Rubber stamps are also in again and sometimes can be found at dollar stores — but beware: these can also be a premium item you think will save you money, but will actually cost you more than inexpensive wrapping from a dollar or discount store.

Gifts galore

Gifts from your kitchen provide holiday warmth to friends and loved ones. Choose recipes that are heavier on time than on expensive ingredients — sugar cookies are a great example. Use tins purchased from thrift stores or dollar stores, or recycled from purchases last year, or baskets found at thrift stores or garage sales. Other presentation ideas: wrap in inexpensive tea towels from dollar stores, or fill mugs from the same with small cookies and candies.

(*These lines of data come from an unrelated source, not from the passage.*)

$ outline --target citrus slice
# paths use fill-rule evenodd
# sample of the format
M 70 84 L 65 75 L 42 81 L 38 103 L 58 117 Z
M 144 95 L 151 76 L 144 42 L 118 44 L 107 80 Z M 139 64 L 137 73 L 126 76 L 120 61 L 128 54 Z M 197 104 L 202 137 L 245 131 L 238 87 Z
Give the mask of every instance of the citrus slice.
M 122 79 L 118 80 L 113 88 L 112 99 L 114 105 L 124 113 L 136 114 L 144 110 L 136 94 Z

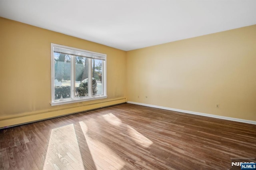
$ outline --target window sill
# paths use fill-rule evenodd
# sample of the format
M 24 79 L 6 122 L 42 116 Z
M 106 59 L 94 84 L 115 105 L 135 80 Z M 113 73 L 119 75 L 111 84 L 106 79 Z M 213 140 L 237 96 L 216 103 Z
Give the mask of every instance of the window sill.
M 66 104 L 73 103 L 74 103 L 81 102 L 85 101 L 89 101 L 90 100 L 97 100 L 102 99 L 105 99 L 107 96 L 95 97 L 90 97 L 89 98 L 76 99 L 64 99 L 63 100 L 59 100 L 51 103 L 51 105 L 52 106 L 56 106 L 57 105 L 65 105 Z

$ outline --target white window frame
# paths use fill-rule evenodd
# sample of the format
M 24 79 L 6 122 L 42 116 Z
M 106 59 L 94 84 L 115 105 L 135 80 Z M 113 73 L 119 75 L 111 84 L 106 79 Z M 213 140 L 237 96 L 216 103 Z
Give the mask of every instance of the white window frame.
M 55 50 L 54 50 L 54 49 Z M 77 98 L 74 95 L 75 93 L 75 61 L 74 58 L 71 59 L 71 77 L 70 77 L 70 88 L 71 91 L 71 97 L 70 99 L 60 99 L 59 100 L 54 100 L 54 81 L 55 81 L 55 69 L 54 69 L 54 52 L 56 50 L 60 51 L 64 50 L 65 53 L 71 51 L 72 53 L 76 53 L 77 55 L 72 55 L 74 56 L 86 57 L 88 58 L 89 70 L 88 75 L 88 97 L 81 97 Z M 92 76 L 91 74 L 92 60 L 93 59 L 102 59 L 102 85 L 103 87 L 103 95 L 98 95 L 92 96 Z M 104 59 L 104 60 L 103 60 Z M 106 98 L 107 96 L 107 82 L 106 82 L 106 61 L 107 55 L 105 54 L 90 51 L 84 49 L 79 49 L 72 47 L 68 47 L 61 45 L 51 43 L 51 102 L 52 106 L 63 105 L 65 104 L 72 103 L 76 102 L 81 102 L 84 101 L 88 101 L 92 100 Z

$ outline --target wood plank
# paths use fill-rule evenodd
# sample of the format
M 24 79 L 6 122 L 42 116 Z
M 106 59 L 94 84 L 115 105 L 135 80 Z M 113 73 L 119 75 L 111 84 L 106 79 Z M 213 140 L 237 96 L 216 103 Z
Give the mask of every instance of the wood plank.
M 126 103 L 0 130 L 0 169 L 230 169 L 256 162 L 256 125 Z

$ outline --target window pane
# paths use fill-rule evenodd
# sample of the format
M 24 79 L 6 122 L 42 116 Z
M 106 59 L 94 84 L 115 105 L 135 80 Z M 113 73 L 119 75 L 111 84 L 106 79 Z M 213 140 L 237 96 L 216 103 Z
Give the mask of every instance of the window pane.
M 88 96 L 88 59 L 76 57 L 76 97 Z
M 103 95 L 102 84 L 102 64 L 103 61 L 92 59 L 92 95 Z
M 54 53 L 54 100 L 71 97 L 70 57 Z

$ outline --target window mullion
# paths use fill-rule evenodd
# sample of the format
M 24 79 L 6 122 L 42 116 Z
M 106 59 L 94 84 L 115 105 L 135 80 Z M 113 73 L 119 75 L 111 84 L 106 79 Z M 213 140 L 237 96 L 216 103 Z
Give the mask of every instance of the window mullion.
M 75 83 L 76 81 L 75 81 L 75 77 L 76 77 L 75 74 L 75 56 L 74 55 L 71 55 L 71 69 L 70 71 L 71 73 L 70 73 L 71 77 L 70 77 L 70 89 L 71 90 L 71 98 L 74 99 L 76 97 L 76 95 L 75 95 L 75 93 L 76 93 L 76 86 Z
M 89 63 L 88 71 L 88 94 L 90 97 L 92 96 L 92 59 L 88 59 Z

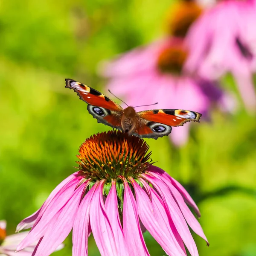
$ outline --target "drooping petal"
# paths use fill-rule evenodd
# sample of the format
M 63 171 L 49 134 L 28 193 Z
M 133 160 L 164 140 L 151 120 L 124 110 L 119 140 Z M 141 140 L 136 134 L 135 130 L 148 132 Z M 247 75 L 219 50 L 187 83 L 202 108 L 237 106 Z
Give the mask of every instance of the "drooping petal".
M 118 212 L 116 183 L 115 180 L 112 181 L 111 188 L 105 202 L 105 208 L 113 231 L 118 251 L 122 252 L 122 256 L 128 256 L 128 250 Z
M 24 219 L 18 224 L 16 232 L 18 232 L 22 230 L 30 228 L 33 226 L 35 222 L 38 223 L 49 204 L 58 194 L 60 192 L 61 192 L 61 190 L 63 187 L 66 186 L 72 180 L 77 178 L 76 177 L 77 173 L 78 172 L 77 172 L 73 174 L 61 182 L 52 190 L 49 196 L 39 209 L 29 217 Z
M 17 225 L 16 232 L 19 232 L 21 230 L 32 227 L 38 216 L 39 212 L 42 209 L 44 204 L 44 203 L 36 212 L 21 221 Z
M 86 185 L 84 183 L 76 189 L 68 201 L 49 223 L 35 256 L 49 255 L 70 233 Z
M 102 256 L 121 256 L 122 253 L 117 250 L 113 232 L 105 209 L 102 198 L 104 182 L 103 180 L 93 185 L 96 187 L 90 209 L 92 231 Z
M 154 173 L 153 174 L 157 178 L 160 179 L 164 182 L 169 188 L 171 192 L 177 202 L 183 216 L 190 227 L 194 230 L 195 233 L 204 239 L 208 245 L 209 244 L 204 233 L 203 229 L 198 220 L 193 215 L 189 208 L 186 204 L 182 196 L 180 194 L 177 189 L 172 184 L 171 182 L 167 179 L 163 178 L 163 176 Z
M 176 180 L 171 177 L 167 172 L 162 170 L 160 168 L 154 166 L 150 166 L 148 168 L 148 171 L 152 172 L 156 172 L 161 174 L 163 177 L 165 179 L 169 180 L 173 186 L 178 190 L 179 192 L 181 194 L 186 202 L 194 210 L 195 212 L 198 217 L 201 216 L 200 212 L 198 207 L 190 195 L 187 192 L 187 191 L 183 187 L 182 185 L 177 181 Z
M 35 226 L 34 226 L 27 235 L 18 245 L 17 250 L 18 251 L 26 247 L 34 241 L 37 240 L 43 236 L 49 229 L 48 224 L 55 218 L 55 215 L 69 200 L 74 193 L 77 185 L 76 182 L 69 183 L 69 186 L 64 186 L 52 200 L 45 209 L 44 215 Z
M 86 194 L 79 206 L 73 226 L 73 256 L 87 256 L 90 202 L 96 186 Z
M 123 226 L 125 238 L 130 255 L 149 256 L 140 226 L 135 199 L 127 181 L 124 180 L 125 193 L 123 209 Z
M 16 253 L 14 250 L 5 250 L 3 252 L 3 255 L 8 255 L 8 256 L 31 256 L 31 252 L 27 252 L 26 251 L 20 251 Z M 0 255 L 2 255 L 0 254 Z
M 179 207 L 172 197 L 168 187 L 161 180 L 148 175 L 142 174 L 143 177 L 156 188 L 163 199 L 166 210 L 192 256 L 198 256 L 195 243 Z
M 163 207 L 162 206 L 162 209 L 156 207 L 146 192 L 132 178 L 130 180 L 135 192 L 140 218 L 145 228 L 168 255 L 186 255 L 169 228 L 167 215 Z M 151 195 L 152 201 L 154 199 L 155 202 L 155 196 L 154 193 Z
M 1 246 L 6 247 L 8 247 L 9 248 L 12 246 L 14 250 L 15 250 L 17 244 L 20 243 L 27 236 L 28 233 L 29 231 L 25 231 L 18 234 L 14 234 L 13 235 L 8 236 L 5 239 Z

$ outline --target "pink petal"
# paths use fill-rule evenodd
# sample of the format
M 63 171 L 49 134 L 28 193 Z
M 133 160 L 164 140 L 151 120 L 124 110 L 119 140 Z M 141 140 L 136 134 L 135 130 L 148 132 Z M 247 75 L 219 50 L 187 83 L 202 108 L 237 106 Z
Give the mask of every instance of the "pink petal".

Give the gift of time. We’ve all heard of the babysitting or handyman time gift coupons. (Other ideas include housekeeping, cooking, and gardening.) One of the secrets to making this work is to make the certificate really beautiful — use gold or silver gel pens and markers or your computer and tasteful clip art and print on heavy paper. But another secret is to actually take the initiative to call after giving the certificate and set up a time to come and make the gift happen. Put a note in your calendar to give recipients a call in January or February to set the date (or spring, in the case of gardening gifts!)

The gift of memories is a large one: create a photo CD or scrapbook; write family stories and create a book, or make a recipe book of family favourites.

For children you can also give the gift of time and create memories. Give a small gift under the tree and link it to a special time with them — for example, you can give an inexpensive magic wand and then host a “fairy tea” at your house; give a small fire engine and take a grandchild to the local fire station (call in advance), or give art supplies and then visit a local museum and gallery. Parents may well also appreciate the babysitting! (Check with them in advance to set up the time, as kids will need a concrete date to look forward to.)

Most of all, take the time out to enjoy the company of each other this season. All the best!